Redirecting traffic to Infrastructure Protection utilizes the BGP protocol. It means that each instance is capable of protecting a minimum of 254 devices (/24 announcement). This BGP announcement should be the most specific route for your IPs so that all traffic for your IPs is directed to the scrubbing centers. Return traffic will take an asynchronous route as it does not need to return through Link11 for protection (see figure 2).
Figure 2 Asynchronous Routing
Web Protection offers layer 7 protection for a single HTTP(S) application. Each instance of Web Protection is tailored to the application to provide DDoS protection against threats at any layer including attacks like SQLi and XSS (with WAF) in addition to DDoS attacks.
Redirection of traffic to Web Protection is done via DNS. Once the service is provisioned you will be provided a secure IP (VIP) which you can use for your applications DNS A record.
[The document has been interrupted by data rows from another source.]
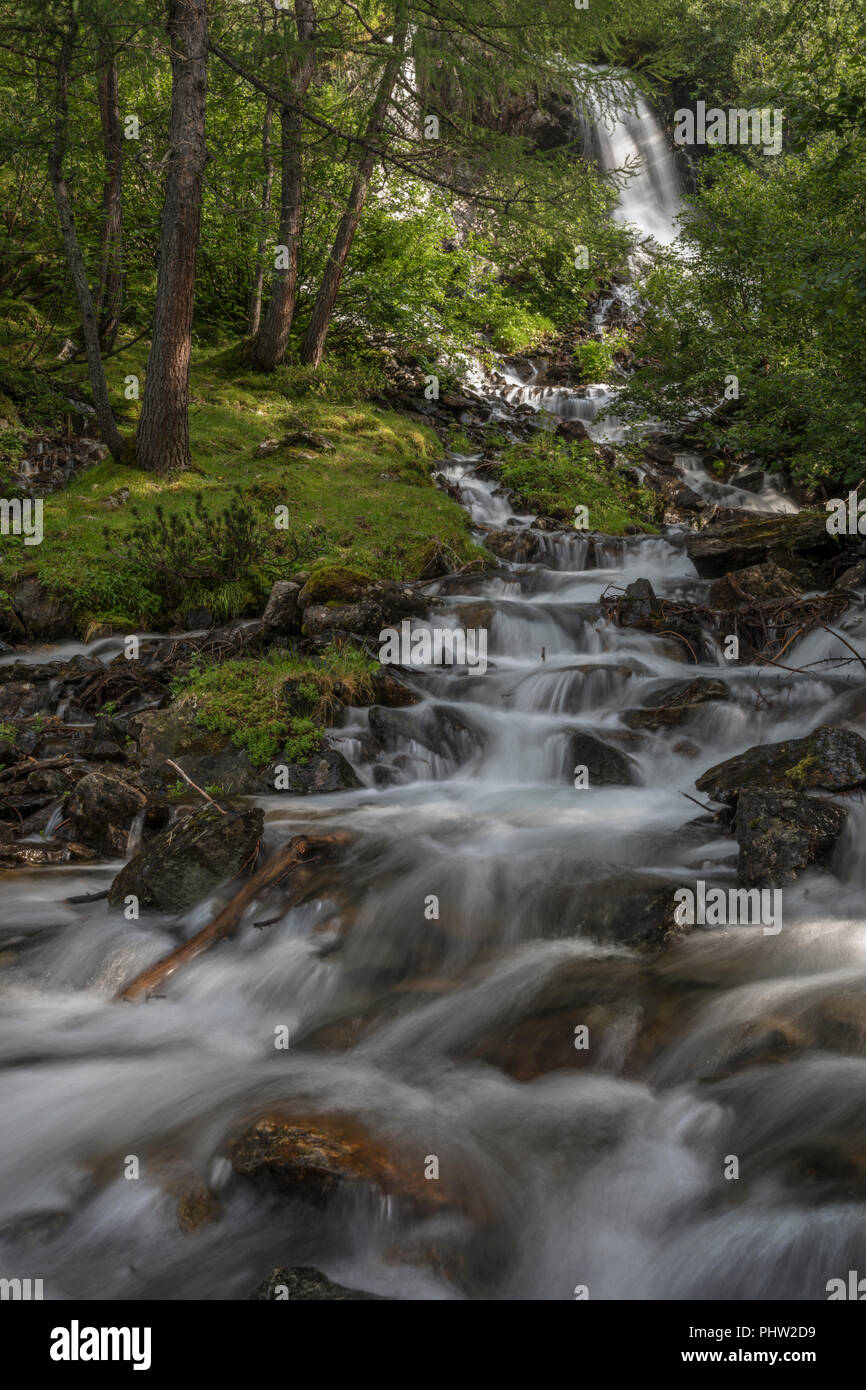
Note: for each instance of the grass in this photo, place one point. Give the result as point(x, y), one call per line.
point(281, 706)
point(369, 503)
point(552, 478)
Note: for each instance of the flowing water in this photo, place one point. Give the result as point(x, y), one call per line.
point(606, 1171)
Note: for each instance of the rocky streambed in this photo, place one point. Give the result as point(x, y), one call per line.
point(428, 1019)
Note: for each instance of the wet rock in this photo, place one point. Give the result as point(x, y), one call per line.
point(829, 759)
point(39, 613)
point(852, 577)
point(660, 453)
point(605, 765)
point(307, 1285)
point(439, 729)
point(688, 501)
point(688, 692)
point(633, 909)
point(327, 770)
point(198, 1207)
point(799, 544)
point(392, 691)
point(751, 480)
point(209, 758)
point(281, 609)
point(21, 855)
point(674, 704)
point(513, 545)
point(195, 619)
point(572, 430)
point(314, 1158)
point(102, 811)
point(191, 859)
point(638, 605)
point(756, 584)
point(783, 833)
point(537, 1034)
point(18, 699)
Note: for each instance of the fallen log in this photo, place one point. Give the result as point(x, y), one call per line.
point(299, 852)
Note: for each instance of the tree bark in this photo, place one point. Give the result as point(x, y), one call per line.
point(273, 338)
point(163, 435)
point(323, 309)
point(266, 207)
point(104, 416)
point(111, 259)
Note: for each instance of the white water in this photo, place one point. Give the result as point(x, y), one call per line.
point(628, 143)
point(609, 1176)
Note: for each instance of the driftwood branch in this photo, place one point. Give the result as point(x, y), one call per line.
point(200, 790)
point(299, 852)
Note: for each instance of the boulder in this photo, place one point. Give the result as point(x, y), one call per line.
point(18, 699)
point(438, 727)
point(319, 1157)
point(780, 833)
point(327, 770)
point(638, 606)
point(39, 612)
point(209, 758)
point(605, 765)
point(674, 704)
point(191, 859)
point(102, 809)
point(751, 480)
point(513, 545)
point(572, 430)
point(854, 577)
point(829, 759)
point(799, 544)
point(306, 1285)
point(281, 609)
point(756, 584)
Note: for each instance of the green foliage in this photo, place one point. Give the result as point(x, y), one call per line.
point(196, 553)
point(278, 708)
point(770, 289)
point(551, 477)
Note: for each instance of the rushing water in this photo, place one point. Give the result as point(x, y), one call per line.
point(608, 1175)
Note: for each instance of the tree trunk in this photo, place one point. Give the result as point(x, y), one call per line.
point(273, 338)
point(163, 435)
point(104, 416)
point(323, 309)
point(111, 260)
point(266, 207)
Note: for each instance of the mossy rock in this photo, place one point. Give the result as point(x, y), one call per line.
point(829, 759)
point(335, 584)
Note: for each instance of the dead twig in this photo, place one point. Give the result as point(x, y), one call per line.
point(295, 855)
point(202, 792)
Incoming traffic will be filtered and the legitimate requests forwarded to your servers. The return data will be sent from the origin to Link11 and then to the user who will be expecting a reply from the VIP they sent the request to. This synchronous reply also prevents an attacker from learning the origin's true IP.
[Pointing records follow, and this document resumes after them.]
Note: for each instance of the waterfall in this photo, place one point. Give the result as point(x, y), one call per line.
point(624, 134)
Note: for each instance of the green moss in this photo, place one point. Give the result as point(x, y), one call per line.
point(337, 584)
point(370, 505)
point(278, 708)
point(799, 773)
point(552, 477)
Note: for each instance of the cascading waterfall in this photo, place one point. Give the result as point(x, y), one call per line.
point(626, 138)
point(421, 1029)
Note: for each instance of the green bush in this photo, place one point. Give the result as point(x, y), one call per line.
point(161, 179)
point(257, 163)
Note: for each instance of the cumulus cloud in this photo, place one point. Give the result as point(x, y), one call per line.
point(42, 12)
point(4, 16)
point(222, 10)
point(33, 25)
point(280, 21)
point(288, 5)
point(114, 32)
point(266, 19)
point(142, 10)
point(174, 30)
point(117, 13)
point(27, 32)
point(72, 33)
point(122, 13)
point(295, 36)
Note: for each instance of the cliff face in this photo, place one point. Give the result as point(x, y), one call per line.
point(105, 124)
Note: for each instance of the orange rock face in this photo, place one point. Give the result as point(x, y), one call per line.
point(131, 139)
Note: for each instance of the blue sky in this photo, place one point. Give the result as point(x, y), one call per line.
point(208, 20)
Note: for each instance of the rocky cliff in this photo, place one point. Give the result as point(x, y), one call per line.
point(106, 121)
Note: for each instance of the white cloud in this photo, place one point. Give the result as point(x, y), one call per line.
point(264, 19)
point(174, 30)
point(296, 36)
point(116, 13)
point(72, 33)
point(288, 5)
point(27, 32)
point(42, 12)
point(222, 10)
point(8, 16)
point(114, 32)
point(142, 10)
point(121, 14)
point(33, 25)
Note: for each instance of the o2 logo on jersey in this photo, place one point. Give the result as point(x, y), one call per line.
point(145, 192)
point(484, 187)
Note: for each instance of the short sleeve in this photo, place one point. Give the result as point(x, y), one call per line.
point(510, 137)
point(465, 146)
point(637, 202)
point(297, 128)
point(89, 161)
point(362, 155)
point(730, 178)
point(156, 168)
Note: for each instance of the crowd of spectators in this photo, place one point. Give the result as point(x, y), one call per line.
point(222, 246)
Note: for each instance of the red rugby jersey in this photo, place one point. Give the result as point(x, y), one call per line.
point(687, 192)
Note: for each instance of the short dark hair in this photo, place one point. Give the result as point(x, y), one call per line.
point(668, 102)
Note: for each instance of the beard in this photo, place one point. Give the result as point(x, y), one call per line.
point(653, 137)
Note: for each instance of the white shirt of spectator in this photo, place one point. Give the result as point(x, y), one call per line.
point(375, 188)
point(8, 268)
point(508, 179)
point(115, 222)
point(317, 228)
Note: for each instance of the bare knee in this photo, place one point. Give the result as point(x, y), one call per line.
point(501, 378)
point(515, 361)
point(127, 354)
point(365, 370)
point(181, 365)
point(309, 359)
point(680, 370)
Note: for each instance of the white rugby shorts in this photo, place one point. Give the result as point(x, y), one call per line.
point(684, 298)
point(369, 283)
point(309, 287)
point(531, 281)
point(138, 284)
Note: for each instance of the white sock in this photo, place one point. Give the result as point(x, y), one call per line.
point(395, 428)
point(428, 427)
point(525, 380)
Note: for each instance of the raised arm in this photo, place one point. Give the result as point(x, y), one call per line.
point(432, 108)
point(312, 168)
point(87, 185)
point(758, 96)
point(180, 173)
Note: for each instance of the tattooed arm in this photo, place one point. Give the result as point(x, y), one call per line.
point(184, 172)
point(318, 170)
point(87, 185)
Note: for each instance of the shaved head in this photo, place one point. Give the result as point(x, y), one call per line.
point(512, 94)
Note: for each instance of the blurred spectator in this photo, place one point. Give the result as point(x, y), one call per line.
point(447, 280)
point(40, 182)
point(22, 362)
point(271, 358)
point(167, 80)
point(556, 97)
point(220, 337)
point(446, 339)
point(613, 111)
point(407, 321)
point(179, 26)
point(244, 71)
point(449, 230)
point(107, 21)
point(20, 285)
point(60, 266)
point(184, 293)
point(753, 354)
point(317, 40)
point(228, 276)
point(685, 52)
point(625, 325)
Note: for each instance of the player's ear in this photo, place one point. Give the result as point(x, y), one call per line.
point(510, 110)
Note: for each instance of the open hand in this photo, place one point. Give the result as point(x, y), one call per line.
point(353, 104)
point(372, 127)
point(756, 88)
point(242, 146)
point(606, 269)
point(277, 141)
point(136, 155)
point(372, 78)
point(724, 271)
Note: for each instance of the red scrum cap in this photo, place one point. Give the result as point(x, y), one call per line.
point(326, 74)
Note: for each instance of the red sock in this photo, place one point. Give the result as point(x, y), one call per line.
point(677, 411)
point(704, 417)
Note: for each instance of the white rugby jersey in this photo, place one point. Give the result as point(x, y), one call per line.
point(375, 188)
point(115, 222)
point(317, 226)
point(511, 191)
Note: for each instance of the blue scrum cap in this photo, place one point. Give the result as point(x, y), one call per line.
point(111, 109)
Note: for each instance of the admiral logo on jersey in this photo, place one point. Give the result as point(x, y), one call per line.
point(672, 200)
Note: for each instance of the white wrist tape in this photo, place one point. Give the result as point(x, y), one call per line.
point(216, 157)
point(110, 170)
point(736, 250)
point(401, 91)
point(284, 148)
Threats can similarly be classified with the OSI Layer model by referring to the protocols or technology that is targeted. Flood style attacks like UDP flood (even though UDP is a layer 4 protocol) are referred to as layer 3 attacks. ICMP is another well known layer 3 protocol for DDoS attacks like the “Ping of Death” and “Smurf Attack”. Layer 7 threats specifically target application protocols like HTTP. While flood style attacks are still seen on layer 7 there are other more subtle attacks that can consume server resources with a minimal traffic increase, like Slowloris.
The key to getting the most out of DDoS Protection is understanding how well the solution fits your environment and what threats you are vulnerable to. Before investigating DDoS protection, arrange a list of your critical systems first and what protocols you need to protect, or at least on which layer of the OSI model those systems are operating. Next consider how much downtime you can tolerate on those systems. Knowing specifically what level of protection you need on which devices will help finding and selecting the right DDoS protection for your systems.